Summary
An enhanced read/write transfer protocol that can be used to efficiently synchronize remote dataset repositories.Motivation
The performance limitations of the Simple Transfer Protocol are significant:- the exchange becomes noticeably slow on datasets with >200 files, there is no use of batching, compression
- proxied push/pull are not allowed (being able to read/write directly from/to S3 instead of overloading the servers)
Guide-level explanation
The protocol assumes establishing a duplex asynchronous communication channel between the parties. A separate session of message exchanges is open for a single pull or push operation, and it is closed automatically after the intended operation is complete or fails with an error. For apull operation:
- Client initiates the request to the Server, sending the ID of the dataset and a desired block range
- Server responds by sending a tarball of metadata that matches the requested block range
- Client analyzes the received blocks and identifiers missing object files (such as data slices, checkpoints)

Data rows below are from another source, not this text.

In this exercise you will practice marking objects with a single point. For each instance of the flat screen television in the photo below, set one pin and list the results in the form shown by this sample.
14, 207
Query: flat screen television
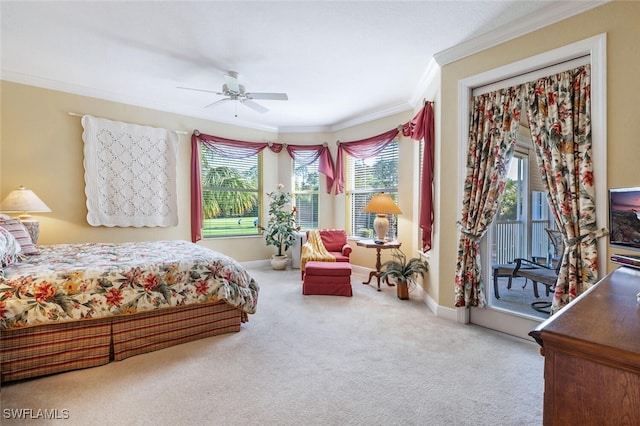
624, 218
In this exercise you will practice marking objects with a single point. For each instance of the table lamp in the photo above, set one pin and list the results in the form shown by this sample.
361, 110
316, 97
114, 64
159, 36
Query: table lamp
24, 201
381, 204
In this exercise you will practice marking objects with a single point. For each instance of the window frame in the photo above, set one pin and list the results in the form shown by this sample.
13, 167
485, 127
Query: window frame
248, 229
351, 192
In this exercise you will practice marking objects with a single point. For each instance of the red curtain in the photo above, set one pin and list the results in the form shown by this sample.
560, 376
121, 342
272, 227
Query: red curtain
364, 148
235, 149
422, 127
307, 154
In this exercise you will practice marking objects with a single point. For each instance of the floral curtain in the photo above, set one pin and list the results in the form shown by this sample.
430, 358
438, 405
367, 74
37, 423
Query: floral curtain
364, 148
422, 127
492, 136
559, 112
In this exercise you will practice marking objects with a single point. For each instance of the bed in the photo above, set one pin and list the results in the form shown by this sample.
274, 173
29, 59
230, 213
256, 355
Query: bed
75, 306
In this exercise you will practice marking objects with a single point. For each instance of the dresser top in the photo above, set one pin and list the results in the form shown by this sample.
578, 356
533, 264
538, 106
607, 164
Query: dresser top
607, 316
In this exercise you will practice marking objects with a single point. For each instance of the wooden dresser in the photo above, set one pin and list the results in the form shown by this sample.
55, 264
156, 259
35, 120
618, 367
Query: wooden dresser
592, 355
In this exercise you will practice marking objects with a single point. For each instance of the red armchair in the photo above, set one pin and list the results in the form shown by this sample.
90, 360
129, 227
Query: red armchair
334, 242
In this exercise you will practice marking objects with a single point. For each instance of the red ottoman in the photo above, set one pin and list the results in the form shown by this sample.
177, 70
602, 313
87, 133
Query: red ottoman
327, 278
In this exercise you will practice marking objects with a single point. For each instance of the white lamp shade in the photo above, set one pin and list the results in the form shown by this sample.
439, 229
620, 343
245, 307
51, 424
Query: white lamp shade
381, 204
23, 200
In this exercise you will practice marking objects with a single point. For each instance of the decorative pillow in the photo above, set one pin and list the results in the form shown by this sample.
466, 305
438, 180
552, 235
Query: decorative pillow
9, 248
21, 235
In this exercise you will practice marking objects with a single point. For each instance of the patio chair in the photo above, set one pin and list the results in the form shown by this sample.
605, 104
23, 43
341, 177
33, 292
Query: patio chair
546, 274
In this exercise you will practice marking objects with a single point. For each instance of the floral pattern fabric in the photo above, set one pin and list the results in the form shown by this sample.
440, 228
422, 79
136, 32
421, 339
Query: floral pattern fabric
492, 136
559, 112
92, 280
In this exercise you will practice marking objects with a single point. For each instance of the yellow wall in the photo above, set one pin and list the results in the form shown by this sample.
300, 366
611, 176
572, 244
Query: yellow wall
42, 149
620, 21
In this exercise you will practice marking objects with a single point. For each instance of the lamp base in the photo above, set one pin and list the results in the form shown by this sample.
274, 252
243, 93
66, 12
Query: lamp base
33, 228
381, 226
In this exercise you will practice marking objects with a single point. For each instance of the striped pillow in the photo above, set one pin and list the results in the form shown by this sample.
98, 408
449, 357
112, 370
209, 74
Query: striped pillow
21, 235
9, 248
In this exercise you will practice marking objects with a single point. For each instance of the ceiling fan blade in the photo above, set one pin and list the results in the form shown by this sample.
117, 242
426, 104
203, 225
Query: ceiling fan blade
268, 96
218, 102
231, 78
254, 106
200, 90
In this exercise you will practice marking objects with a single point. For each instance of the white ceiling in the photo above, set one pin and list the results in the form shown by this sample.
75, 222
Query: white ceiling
339, 62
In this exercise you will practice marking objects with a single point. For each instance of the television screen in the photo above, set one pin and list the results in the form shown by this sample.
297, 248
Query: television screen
624, 218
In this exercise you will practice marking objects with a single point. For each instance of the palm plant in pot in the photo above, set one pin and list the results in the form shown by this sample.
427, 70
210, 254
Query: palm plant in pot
280, 229
403, 271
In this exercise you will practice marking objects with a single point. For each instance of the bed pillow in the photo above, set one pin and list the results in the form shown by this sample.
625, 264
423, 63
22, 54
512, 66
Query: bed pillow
9, 248
21, 235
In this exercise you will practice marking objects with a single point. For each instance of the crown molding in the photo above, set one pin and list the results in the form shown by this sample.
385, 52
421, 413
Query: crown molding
550, 15
106, 95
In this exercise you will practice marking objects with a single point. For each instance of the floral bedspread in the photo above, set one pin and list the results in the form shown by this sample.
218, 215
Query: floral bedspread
92, 280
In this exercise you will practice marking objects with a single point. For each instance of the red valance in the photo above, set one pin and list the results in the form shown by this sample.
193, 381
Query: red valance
236, 149
307, 154
363, 148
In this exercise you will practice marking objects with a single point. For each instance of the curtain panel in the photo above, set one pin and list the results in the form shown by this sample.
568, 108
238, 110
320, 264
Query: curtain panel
237, 149
228, 148
363, 148
493, 133
421, 127
559, 112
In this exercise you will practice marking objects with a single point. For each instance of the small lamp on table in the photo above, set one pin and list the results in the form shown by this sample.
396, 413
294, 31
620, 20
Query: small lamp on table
25, 201
381, 204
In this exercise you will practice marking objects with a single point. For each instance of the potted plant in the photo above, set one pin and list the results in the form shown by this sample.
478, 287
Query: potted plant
403, 271
280, 229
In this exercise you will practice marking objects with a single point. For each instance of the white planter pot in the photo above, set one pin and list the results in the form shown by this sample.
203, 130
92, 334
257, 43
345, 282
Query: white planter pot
279, 263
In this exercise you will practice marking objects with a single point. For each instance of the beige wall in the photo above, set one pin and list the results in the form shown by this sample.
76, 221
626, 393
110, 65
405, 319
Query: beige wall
620, 21
41, 148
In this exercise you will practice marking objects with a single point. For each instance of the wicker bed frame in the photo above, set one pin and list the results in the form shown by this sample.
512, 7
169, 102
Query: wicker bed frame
54, 348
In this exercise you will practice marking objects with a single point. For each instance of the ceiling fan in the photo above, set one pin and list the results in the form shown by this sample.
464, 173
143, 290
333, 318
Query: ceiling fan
234, 91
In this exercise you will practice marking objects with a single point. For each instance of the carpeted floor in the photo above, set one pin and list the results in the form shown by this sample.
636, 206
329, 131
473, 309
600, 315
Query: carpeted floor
371, 359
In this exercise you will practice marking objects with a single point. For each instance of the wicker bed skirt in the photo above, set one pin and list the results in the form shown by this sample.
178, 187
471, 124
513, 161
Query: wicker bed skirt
54, 348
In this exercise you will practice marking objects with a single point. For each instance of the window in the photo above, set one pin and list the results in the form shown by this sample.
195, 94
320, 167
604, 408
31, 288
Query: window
231, 194
305, 193
367, 177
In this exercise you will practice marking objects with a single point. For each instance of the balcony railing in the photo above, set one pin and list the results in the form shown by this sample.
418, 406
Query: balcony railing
509, 240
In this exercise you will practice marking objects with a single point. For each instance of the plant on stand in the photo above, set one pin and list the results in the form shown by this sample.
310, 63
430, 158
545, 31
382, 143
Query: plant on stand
280, 229
403, 271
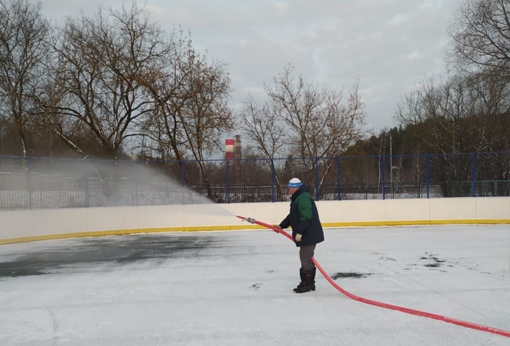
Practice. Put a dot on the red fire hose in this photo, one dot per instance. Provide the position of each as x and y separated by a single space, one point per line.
384 305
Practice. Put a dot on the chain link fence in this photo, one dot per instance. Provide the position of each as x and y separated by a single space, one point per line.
35 183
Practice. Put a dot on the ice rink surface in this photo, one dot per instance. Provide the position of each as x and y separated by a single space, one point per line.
235 288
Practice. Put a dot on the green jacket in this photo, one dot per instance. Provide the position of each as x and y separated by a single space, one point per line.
304 218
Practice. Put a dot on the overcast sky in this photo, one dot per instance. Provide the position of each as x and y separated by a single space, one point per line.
389 45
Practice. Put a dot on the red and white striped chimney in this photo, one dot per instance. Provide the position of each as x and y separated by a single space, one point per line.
229 149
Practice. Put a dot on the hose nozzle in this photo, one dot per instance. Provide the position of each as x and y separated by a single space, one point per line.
249 219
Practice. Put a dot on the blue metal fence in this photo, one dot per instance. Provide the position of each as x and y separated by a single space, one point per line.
32 183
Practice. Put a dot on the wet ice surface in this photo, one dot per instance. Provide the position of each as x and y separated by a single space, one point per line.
235 288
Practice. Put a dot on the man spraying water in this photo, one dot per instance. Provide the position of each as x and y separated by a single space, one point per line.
307 231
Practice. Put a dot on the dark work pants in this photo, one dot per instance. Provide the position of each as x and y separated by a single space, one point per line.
305 256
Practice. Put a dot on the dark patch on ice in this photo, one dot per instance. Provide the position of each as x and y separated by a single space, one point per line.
436 262
350 275
116 250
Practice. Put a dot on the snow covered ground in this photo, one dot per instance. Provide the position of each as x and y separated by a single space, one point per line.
235 288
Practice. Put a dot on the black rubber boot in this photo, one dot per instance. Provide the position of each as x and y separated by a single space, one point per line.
307 283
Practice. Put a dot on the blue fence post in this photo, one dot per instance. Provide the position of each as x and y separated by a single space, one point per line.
427 174
473 175
273 197
316 178
29 181
228 182
182 173
87 192
383 176
339 175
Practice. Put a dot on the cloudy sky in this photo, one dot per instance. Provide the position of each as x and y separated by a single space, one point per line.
389 45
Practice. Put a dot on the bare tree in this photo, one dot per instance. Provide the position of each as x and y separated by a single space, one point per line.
318 122
98 98
463 114
191 98
23 51
481 37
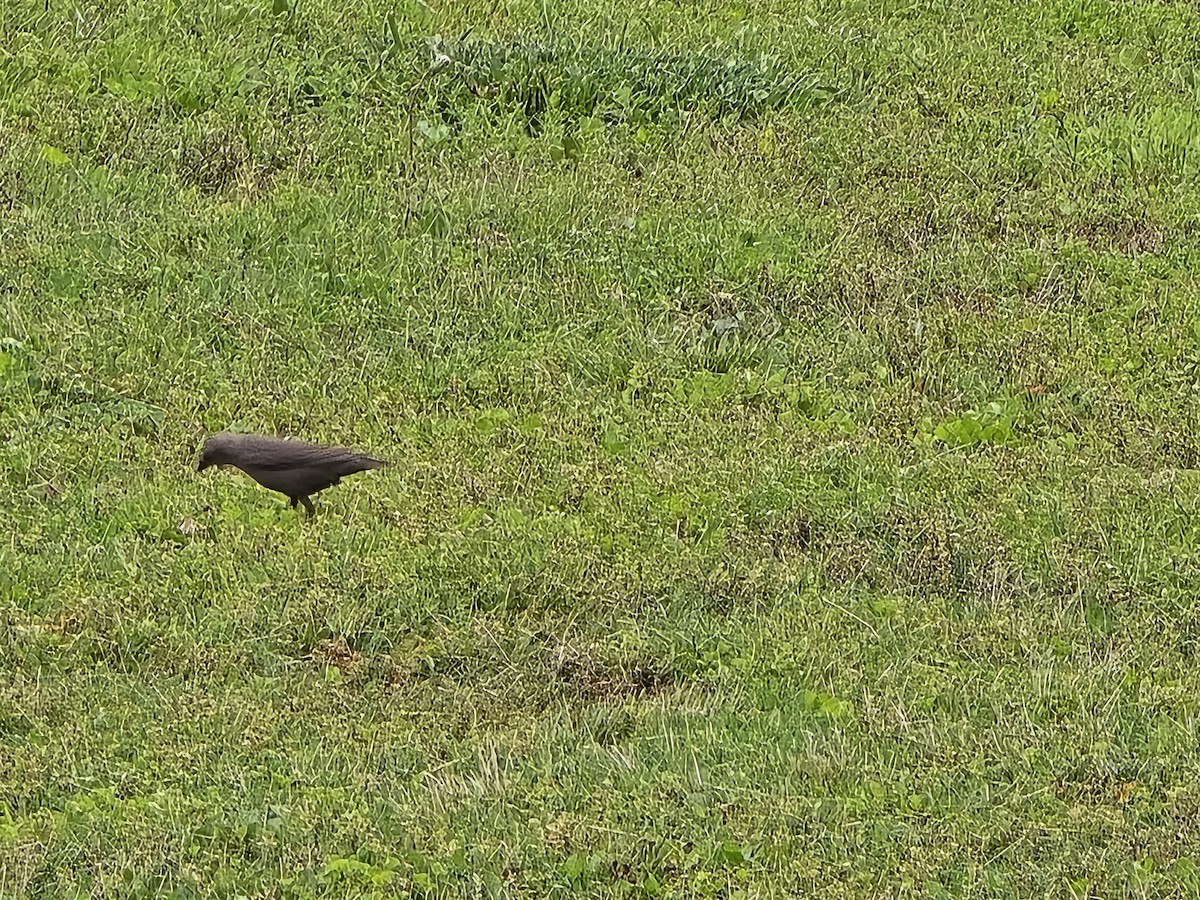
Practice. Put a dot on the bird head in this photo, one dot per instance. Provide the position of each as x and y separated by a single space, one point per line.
216 451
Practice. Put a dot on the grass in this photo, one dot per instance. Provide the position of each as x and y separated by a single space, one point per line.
793 421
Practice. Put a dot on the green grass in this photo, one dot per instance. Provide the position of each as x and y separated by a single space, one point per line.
793 412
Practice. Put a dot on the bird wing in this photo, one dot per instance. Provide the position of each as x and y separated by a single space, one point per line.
280 455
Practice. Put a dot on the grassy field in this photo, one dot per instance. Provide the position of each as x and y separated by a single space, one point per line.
795 413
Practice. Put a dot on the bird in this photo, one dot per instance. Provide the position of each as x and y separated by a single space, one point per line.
294 468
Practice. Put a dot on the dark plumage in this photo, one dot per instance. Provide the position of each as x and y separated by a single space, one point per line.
292 467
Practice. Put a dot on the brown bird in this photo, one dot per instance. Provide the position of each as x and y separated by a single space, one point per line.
292 467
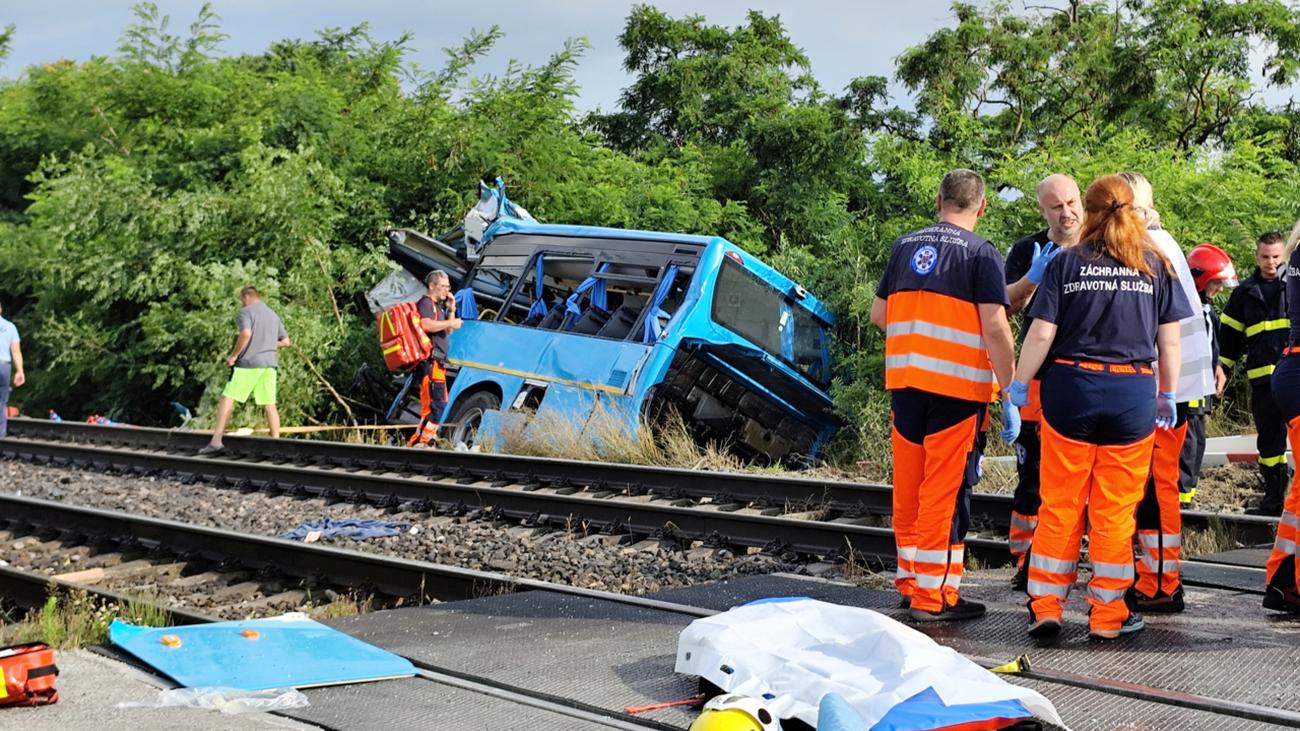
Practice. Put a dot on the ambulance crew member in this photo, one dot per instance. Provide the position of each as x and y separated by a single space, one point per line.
1253 329
436 318
1061 206
943 306
1212 271
1283 574
1160 526
1104 311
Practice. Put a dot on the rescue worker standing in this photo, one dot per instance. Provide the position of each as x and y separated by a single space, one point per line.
1061 206
1160 523
11 368
436 318
1105 310
948 346
1282 570
1212 271
1253 328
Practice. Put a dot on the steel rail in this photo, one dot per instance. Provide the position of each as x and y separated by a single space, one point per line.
182 539
741 528
845 498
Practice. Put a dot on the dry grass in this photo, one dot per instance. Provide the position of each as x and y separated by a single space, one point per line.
76 619
606 437
346 605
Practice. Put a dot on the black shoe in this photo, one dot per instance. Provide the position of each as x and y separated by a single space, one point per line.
1044 628
1157 605
1277 600
1021 582
961 610
1132 624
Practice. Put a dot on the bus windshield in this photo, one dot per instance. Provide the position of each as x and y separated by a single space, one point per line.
754 310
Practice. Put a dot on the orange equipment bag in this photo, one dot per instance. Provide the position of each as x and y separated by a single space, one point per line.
29 675
402 338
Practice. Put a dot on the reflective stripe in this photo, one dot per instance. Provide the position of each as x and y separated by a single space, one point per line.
1106 595
1260 371
937 557
930 580
1112 570
932 331
1053 565
1170 565
1023 523
1044 589
1153 540
941 367
1264 325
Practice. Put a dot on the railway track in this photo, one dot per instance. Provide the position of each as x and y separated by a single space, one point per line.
807 515
414 580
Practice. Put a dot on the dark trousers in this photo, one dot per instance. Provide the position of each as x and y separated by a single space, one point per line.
1194 451
1272 442
4 398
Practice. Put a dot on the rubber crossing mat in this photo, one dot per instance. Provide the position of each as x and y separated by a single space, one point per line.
1225 645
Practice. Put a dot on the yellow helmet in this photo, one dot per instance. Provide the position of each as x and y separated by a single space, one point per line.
735 713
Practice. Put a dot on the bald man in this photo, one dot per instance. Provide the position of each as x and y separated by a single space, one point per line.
1061 206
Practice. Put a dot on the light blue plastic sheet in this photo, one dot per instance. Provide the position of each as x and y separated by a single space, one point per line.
282 652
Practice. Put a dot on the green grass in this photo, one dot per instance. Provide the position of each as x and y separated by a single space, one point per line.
76 619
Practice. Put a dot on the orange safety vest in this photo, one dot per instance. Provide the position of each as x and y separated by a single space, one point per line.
935 342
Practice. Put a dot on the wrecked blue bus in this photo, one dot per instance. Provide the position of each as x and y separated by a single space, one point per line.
577 319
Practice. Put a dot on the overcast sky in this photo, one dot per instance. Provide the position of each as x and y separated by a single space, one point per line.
843 38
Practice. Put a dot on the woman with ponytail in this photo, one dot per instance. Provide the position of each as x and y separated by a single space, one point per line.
1105 312
1283 574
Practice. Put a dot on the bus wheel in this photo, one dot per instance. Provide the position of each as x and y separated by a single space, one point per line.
469 414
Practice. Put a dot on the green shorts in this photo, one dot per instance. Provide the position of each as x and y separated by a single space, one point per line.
258 381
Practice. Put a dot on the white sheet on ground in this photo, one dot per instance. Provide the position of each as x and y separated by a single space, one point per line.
802 649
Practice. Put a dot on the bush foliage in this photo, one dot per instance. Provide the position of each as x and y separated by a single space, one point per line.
141 190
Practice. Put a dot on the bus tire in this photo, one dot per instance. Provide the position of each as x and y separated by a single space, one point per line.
468 415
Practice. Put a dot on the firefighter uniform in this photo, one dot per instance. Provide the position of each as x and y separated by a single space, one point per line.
941 381
1253 328
1283 572
1025 502
432 376
1099 415
1160 526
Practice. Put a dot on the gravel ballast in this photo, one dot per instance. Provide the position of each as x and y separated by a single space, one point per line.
566 557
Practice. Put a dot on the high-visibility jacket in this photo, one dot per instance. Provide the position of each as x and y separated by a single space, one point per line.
934 336
1196 375
1253 328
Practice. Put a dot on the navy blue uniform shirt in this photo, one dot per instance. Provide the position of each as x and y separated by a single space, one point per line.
1105 311
945 259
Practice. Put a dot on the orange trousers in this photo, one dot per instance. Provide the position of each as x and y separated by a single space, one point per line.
1104 483
1282 569
930 470
433 399
1160 520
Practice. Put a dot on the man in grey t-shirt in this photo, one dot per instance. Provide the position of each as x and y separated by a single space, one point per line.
261 334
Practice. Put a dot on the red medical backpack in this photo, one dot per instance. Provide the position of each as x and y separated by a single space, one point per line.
402 338
29 675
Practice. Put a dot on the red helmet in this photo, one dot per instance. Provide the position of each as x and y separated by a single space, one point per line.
1210 263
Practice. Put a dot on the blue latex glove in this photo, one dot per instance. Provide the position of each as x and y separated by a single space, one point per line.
1018 393
1010 422
1039 264
1166 411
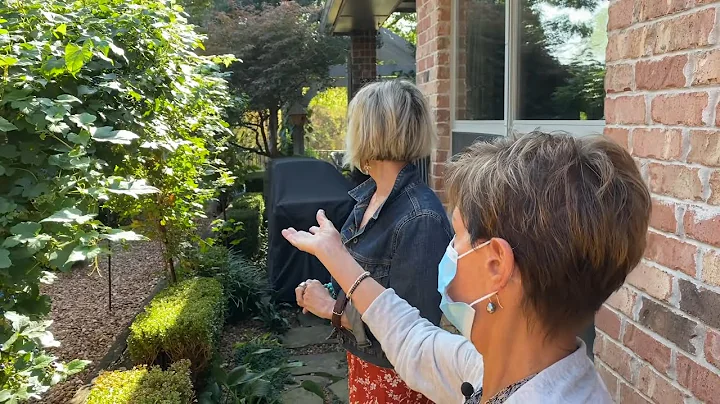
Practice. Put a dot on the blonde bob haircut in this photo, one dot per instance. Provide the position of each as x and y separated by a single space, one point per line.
390 121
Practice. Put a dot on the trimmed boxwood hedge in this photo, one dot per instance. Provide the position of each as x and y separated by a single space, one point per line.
144 386
245 221
181 322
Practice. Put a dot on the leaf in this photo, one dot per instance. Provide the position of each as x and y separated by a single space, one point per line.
76 56
26 229
120 235
69 99
79 138
6 61
83 119
236 375
106 134
132 188
61 29
85 90
5 258
6 126
117 50
71 215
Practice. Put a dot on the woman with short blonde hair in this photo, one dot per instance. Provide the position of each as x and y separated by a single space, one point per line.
397 231
547 227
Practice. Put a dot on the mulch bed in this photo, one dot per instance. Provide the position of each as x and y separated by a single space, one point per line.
83 324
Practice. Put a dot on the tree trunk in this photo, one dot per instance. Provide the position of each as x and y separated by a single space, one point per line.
298 136
273 129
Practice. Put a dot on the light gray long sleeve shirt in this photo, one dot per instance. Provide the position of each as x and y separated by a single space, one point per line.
435 362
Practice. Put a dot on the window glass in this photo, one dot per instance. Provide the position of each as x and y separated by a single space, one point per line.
480 70
562 59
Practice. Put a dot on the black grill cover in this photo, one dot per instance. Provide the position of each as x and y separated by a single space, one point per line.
298 188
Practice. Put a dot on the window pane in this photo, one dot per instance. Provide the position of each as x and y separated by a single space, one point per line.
562 59
480 60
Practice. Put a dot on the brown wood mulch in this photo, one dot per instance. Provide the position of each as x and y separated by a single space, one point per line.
83 324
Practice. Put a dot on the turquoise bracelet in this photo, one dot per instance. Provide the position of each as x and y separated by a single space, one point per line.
331 289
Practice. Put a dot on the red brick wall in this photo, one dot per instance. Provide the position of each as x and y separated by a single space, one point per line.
363 59
433 77
659 338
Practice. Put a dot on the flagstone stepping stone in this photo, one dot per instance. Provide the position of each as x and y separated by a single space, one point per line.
330 365
319 380
309 320
305 336
340 389
301 396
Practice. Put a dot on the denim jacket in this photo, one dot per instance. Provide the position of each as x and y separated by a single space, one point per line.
401 246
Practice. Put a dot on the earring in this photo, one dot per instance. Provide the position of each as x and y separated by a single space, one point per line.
492 308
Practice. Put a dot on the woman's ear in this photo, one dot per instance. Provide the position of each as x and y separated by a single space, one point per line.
501 263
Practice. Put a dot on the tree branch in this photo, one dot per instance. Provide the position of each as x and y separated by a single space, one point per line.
250 149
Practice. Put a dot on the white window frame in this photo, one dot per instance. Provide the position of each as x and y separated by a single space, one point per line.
510 123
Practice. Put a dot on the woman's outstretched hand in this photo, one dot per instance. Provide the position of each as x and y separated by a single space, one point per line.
319 240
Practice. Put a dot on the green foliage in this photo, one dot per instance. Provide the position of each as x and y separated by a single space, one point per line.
247 384
26 371
100 101
246 287
404 25
182 322
262 354
143 386
243 225
283 51
207 259
328 111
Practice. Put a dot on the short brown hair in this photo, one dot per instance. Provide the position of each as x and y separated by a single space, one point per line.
574 210
389 120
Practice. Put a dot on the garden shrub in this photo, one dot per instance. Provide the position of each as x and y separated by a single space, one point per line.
262 354
100 100
244 224
255 182
144 386
181 322
246 287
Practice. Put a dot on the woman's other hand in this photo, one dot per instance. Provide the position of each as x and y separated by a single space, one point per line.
314 297
319 240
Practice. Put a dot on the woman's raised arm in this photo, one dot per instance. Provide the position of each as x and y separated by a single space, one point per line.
430 360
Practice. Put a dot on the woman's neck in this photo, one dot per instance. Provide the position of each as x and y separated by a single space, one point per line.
385 173
514 353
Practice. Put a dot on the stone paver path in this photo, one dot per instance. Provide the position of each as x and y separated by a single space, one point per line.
326 370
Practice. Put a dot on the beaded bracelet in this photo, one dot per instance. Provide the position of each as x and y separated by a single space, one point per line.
331 289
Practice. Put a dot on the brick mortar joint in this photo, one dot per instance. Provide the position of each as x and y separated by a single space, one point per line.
675 310
665 18
672 381
698 50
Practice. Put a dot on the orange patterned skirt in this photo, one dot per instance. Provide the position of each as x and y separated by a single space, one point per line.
370 384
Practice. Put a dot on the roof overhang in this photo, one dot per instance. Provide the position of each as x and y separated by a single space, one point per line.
342 17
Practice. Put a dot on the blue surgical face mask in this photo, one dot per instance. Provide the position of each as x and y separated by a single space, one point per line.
461 315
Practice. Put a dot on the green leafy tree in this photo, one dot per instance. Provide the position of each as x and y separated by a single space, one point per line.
328 122
90 92
283 52
404 25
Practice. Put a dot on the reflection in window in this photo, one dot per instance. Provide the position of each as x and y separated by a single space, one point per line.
562 69
481 60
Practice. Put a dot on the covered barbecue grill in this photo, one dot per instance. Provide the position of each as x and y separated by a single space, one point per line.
298 188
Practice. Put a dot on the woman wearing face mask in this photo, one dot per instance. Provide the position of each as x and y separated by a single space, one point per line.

- Client negotiates with the Server on the download method for a subset or full set of missing object files:
- for each object file, Server creates a time-limited pre-signed download URL with read-only access the storage system
- Client directly reads the objects files from the storage system via pre-signed URLs
- the negotiation can repeat for another subset of missing object files
- Client commits the new synchronized blocks, and closes the operation
push operation:
- Client initiates the request to the Server, sending the ID of the dataset and a tarball of the new metadata blocks
- If Server does not detect a divergence in the metadata, it confirms the Client may proceed synchronizing objects
- Client negotiates with the Server on the upload method for a subset or full set of new object files:
- for each object file, Server creates a time-limited pre-signed upload URL with write-only access to the storage system
- Client directly uploads the object files to the storage system via pre-signed URLs
- the negotiation can repeat for another subset of new object files
- Client informs the Server about completion of the objects synchronization
- Server verifies the required objects exist and attempts to commit the new metadata blocks
- In case of success, the Server confirms the commit succeeded, and closes the operation
Reference-level explanation
Smart Transfer Protocol defines 2 kinds of APIs:OpenAPIdescription of the initial REST endpoints.AsyncAPIdescription of the protocol messages.
OpenAPI is a superset of REST API endpoints as defined in the
Simple Transfer Protocol, with extensions to establish
asynchronous duplex messaging channel as defined by AsyncAPI.
Push flow
Pull flow
Drawbacks
- Ended up with a custom protocol rather than reusing some standard
- Asynchronous duplex messaging APIs are harder to test
Alternatives
- Considered implementing the protocol in the form of synchronous request-response REST API:
- Good parts:
- Better portability (although, not really relevant in 2023 by now)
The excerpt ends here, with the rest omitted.